Gentle coaxing and slight tugging got them all safely through in 15 minutes. Then came another hazard, navigating the knots through the reed.
Home port is in sight! Time for a celebratory beverage.
Baseball watching is a good time to do hems. I like to baste my hems first, then running them off on the sewing machine is quick work. Clipping the thread tails & removing the basting is good TV work, too. Here are the nine hemp/cotton dishtowels hemmed & ironed, courtesy of the playoffs.
But during the day it's all business. After looking at the double twill samples, I felt that there wasn't enough green. In theory, the sections combining blue & yellow wefts should have looked green, but they were a pale and washed out green. I tried another set of samples using red, yellow-orange, and green as the wefts (instead of the original magenta-yellow-turquoise), and this time got better greens. The palette has an entirely different character, as you would expect. Since the project requires a strong green, I'm going with the new weft colors.
Here's the entire set of 72 samples, with some wrong side action showing underneath.
After weeks of fiddling about on the computer with possible Pattern Presets for the double twill samples, I finally got the first batch woven.
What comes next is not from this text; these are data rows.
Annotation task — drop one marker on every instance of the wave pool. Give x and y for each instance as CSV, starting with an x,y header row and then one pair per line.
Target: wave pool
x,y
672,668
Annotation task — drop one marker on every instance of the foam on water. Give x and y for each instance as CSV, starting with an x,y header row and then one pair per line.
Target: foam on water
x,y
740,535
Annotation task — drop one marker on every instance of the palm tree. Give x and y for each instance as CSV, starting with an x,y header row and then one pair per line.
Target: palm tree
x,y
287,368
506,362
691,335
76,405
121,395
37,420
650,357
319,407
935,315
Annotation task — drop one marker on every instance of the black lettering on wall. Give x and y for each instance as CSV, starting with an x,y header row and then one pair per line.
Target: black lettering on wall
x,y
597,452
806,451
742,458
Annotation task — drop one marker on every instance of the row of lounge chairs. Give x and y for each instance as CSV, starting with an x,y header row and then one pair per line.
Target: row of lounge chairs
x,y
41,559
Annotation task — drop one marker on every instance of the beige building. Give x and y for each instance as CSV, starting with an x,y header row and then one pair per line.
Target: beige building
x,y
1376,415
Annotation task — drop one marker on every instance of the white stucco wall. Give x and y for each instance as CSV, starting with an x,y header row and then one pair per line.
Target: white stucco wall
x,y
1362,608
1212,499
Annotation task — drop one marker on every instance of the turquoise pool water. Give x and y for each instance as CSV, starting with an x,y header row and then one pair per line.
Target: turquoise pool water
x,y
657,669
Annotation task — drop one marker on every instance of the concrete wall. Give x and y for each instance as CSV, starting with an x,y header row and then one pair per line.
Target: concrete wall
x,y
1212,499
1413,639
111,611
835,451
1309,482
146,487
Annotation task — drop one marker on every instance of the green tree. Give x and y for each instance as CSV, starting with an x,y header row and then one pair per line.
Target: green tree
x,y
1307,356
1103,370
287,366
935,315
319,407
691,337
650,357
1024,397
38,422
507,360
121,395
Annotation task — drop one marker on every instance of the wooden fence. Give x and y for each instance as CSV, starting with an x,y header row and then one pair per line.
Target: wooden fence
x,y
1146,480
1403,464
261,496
What a revelation! There is no computer simulation that comes close to the real thing where yarn is concerned. Just my opinion, of course. For more information about Pattern Presets, see The Woven Pixel (more info on sidebar under books).
I selected magenta, yellow, and turquoise as my three wefts on this black & white warp. The subtle distinctions between the various twills and single & double weft combinations is very encouraging. Above picture shows the first 18 combinations. Tomorrow I'll weave up the remaining 18. Click to enlarge. All the twills on the back are 2/2; unexpected combinations emerge. I consider this the "wrong" side. But you never know...
Be careful standing back up after peering under the loom!
One of my goals in weaving these samples was to see how the unmercerized 16/2 cotton would behave at 60 epi in a 15 dent reed. So far no problem, although I do see a very slight fuzziness developing on the warp ends in front of the reed. I'll have to keep an eye on them. If there is any significant breakage I may have to rethink the 16/2 cotton for the jacquard warp.